Even short term, assuming the second point would be a default option for newly emerging companies, if one chooses to expose their data via an Agent, A2A is a clear winner.
Having said this, will MCP remain as the protocol to stitch new kinds of applications with legacy systems and will fade into irrelevance once Agents take over? Who knows, lets wait and see.
But if that happens, guess which player in the industry I am betting on :)
Wrapping up.
We are living in exciting times. The way how the new type of Agentic application will be connected at scale is being defined before our eyes.
A2A may be the new kid on the block, but it’s quickly shaping up to be the leader in inter-Agent communication. While MCP brought structure to how LLMs integrate context, A2A is solving for what MCP lacks: security, state management, and real-time collaboration. Will A2A eat MCP? Who knows.
While official stance is that the two protocols are solving completely different problems, there are potential overlaps and one could expect the protocols to also be expanded in scope.
If the future is Agentic, and companies begin exposing Agents rather than just tools or data, the protocol that enables seamless inter-Agent interaction might just be the winner. Right now, it seems like A2A might be choosing the right moves.
This is it for today, hope to see you in the next episode!
This is riding on the backs of community and trying to bait users into making tools for them for free.

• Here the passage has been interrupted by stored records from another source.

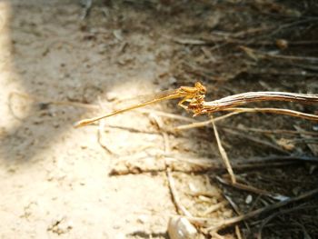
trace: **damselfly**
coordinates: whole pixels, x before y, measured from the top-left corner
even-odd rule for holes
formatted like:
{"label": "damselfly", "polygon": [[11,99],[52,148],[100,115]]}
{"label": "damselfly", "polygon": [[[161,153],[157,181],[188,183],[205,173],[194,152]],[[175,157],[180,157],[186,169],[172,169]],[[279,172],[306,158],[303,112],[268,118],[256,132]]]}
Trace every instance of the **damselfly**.
{"label": "damselfly", "polygon": [[118,115],[118,114],[121,114],[121,113],[124,113],[126,111],[144,107],[145,105],[152,105],[152,104],[161,102],[164,100],[183,98],[178,103],[178,105],[184,108],[184,109],[187,109],[187,106],[183,105],[183,103],[184,103],[184,102],[191,103],[194,101],[197,102],[197,101],[203,100],[204,98],[205,93],[206,93],[205,86],[203,85],[200,82],[197,82],[197,83],[195,83],[194,86],[193,86],[193,87],[192,86],[181,86],[181,87],[179,87],[175,90],[173,90],[173,91],[162,92],[156,95],[154,95],[154,97],[150,100],[144,101],[142,103],[134,105],[132,106],[129,106],[129,107],[126,107],[124,109],[120,109],[120,110],[116,110],[116,111],[114,111],[110,114],[104,115],[101,116],[81,120],[81,121],[77,122],[75,126],[75,127],[84,126],[84,125],[90,124],[95,121],[98,121],[98,120],[101,120],[104,118],[107,118],[107,117],[113,116],[114,115]]}

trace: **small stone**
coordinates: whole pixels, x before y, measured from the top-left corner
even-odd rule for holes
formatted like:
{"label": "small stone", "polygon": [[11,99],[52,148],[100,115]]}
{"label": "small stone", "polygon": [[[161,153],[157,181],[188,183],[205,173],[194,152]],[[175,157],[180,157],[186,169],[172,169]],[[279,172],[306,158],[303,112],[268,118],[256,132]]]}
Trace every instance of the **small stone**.
{"label": "small stone", "polygon": [[245,198],[245,204],[251,204],[252,201],[253,201],[253,196],[252,196],[251,194],[249,194],[248,196],[246,196],[246,198]]}

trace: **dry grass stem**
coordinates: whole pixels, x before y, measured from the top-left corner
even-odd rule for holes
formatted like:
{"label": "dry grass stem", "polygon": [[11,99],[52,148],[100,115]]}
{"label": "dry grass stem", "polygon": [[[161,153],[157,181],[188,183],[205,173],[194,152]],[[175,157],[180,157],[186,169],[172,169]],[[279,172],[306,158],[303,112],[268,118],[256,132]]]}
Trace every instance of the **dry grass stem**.
{"label": "dry grass stem", "polygon": [[179,214],[182,214],[185,216],[193,217],[193,215],[190,214],[190,212],[188,210],[186,210],[186,208],[181,204],[179,195],[178,195],[176,188],[175,188],[174,180],[173,178],[173,175],[171,174],[170,169],[166,170],[166,174],[167,174],[168,183],[169,183],[169,189],[170,189],[170,192],[171,192],[171,194],[173,197],[173,201],[174,203],[174,205],[176,206],[177,211],[179,212]]}
{"label": "dry grass stem", "polygon": [[[213,117],[213,116],[211,116],[211,117]],[[224,162],[225,164],[227,172],[229,173],[229,174],[231,176],[232,182],[234,184],[236,182],[235,175],[234,175],[234,173],[233,172],[233,169],[232,169],[232,166],[231,166],[231,164],[230,164],[230,160],[229,160],[229,158],[227,156],[227,154],[226,154],[224,148],[222,145],[221,139],[220,139],[220,136],[219,136],[219,133],[217,131],[217,128],[216,128],[214,121],[212,121],[212,125],[214,126],[214,135],[215,135],[215,138],[216,138],[216,143],[217,143],[217,146],[219,148],[221,156],[222,156],[222,158],[223,158],[223,160],[224,160]]]}
{"label": "dry grass stem", "polygon": [[[188,105],[188,108],[194,113],[194,115],[202,114],[209,114],[217,111],[234,111],[234,107],[243,105],[248,103],[262,102],[262,101],[287,101],[297,102],[303,104],[317,104],[317,95],[296,94],[287,92],[247,92],[238,95],[233,95],[218,100],[211,102],[195,102],[194,101]],[[266,109],[266,108],[265,108]],[[273,113],[279,110],[275,108],[269,108]],[[244,109],[239,109],[238,111]],[[252,110],[251,110],[252,111]],[[279,113],[280,111],[277,111]],[[281,111],[283,112],[283,111]],[[290,115],[296,115],[298,112],[292,111]],[[287,113],[285,114],[287,115]],[[314,118],[314,117],[313,117]],[[317,120],[317,119],[316,119]]]}

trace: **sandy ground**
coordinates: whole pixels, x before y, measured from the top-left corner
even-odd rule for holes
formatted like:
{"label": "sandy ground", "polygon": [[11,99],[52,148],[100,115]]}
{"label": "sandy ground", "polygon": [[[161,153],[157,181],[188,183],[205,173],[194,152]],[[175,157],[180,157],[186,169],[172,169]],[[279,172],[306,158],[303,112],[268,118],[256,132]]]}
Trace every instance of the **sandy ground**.
{"label": "sandy ground", "polygon": [[[119,156],[97,143],[97,126],[73,127],[84,114],[101,111],[39,105],[16,95],[9,110],[13,92],[45,103],[102,101],[110,112],[114,105],[107,99],[170,87],[158,87],[155,79],[169,70],[174,53],[164,39],[156,41],[160,25],[144,34],[147,13],[113,9],[104,15],[94,8],[81,21],[81,12],[76,1],[0,3],[0,237],[164,237],[168,218],[176,214],[165,174],[109,176]],[[121,29],[124,17],[133,22]],[[154,128],[135,112],[107,124]],[[121,155],[164,148],[158,134],[114,128],[104,137]]]}
{"label": "sandy ground", "polygon": [[[196,78],[204,79],[211,98],[256,90],[317,92],[316,68],[311,62],[305,62],[307,66],[263,61],[238,47],[245,44],[242,39],[255,34],[251,47],[315,56],[308,41],[301,49],[297,44],[280,49],[268,40],[291,35],[292,42],[302,43],[314,38],[314,19],[295,10],[298,2],[185,2],[94,1],[90,15],[81,20],[83,7],[77,0],[0,1],[0,238],[168,238],[168,220],[178,212],[164,155],[221,162],[211,129],[175,133],[172,127],[185,123],[158,113],[190,116],[175,107],[177,101],[74,128],[80,119],[119,109],[136,95],[193,85]],[[283,26],[276,29],[275,21]],[[268,29],[273,29],[271,35]],[[213,44],[201,46],[195,42],[199,36],[213,39]],[[296,109],[315,111],[298,105]],[[313,131],[315,124],[305,121],[251,115],[231,118],[226,125],[232,131],[223,131],[221,137],[234,163],[254,155],[318,154],[316,144],[305,144],[303,138],[288,144],[290,138],[283,134],[263,134],[259,141],[244,138],[250,135],[246,131],[231,134],[244,125],[288,130],[300,125]],[[258,188],[296,196],[315,187],[317,177],[314,165],[293,164],[245,171],[239,176]],[[142,171],[148,173],[138,174]],[[273,203],[257,194],[251,199],[246,192],[220,187],[213,171],[176,171],[176,190],[194,216],[216,221],[233,217],[223,194],[231,195],[244,213]],[[219,203],[224,204],[208,212]],[[314,210],[310,213],[297,218],[310,222],[306,226],[314,235],[317,220],[312,220]],[[283,224],[285,218],[290,224],[295,219],[283,217],[279,229],[269,232],[304,234],[298,225],[286,231],[290,224]],[[222,234],[234,238],[234,231]]]}

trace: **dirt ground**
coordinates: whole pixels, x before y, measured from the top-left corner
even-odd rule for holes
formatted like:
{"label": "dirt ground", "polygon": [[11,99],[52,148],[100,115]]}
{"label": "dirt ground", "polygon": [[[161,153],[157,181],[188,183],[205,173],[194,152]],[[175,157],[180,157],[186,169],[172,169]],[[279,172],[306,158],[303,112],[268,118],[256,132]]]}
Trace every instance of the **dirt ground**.
{"label": "dirt ground", "polygon": [[[317,124],[303,119],[245,114],[217,124],[234,165],[275,155],[261,168],[234,166],[241,183],[267,193],[217,181],[227,174],[213,130],[174,130],[193,119],[175,100],[74,127],[137,95],[197,80],[207,100],[248,91],[316,94],[315,1],[94,1],[84,11],[76,0],[0,1],[0,238],[168,238],[169,218],[181,214],[168,159],[222,165],[172,166],[182,204],[215,222],[317,187]],[[277,161],[291,155],[301,160]],[[254,238],[264,218],[263,238],[317,238],[317,197],[289,206],[236,232],[202,230],[199,238],[235,238],[238,228]]]}

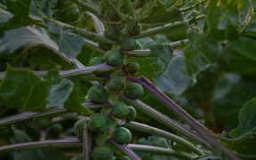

yes, They might make tools easy for the community. Yes, It gives a lot of utility to the general populace. This is supposed to usher in the next wave of Automation and AI usage. I believe It's the classic case of using a jackhammer as a toothpick.
You just had to have had a standardized API. Swear upon pains of death, that this absolutely mandatorily requires an LLM for things to work the way they do now? All we are doing right now is fancy string parsing. Something that was done and all figured out from yore ( think back to the days of lisp ).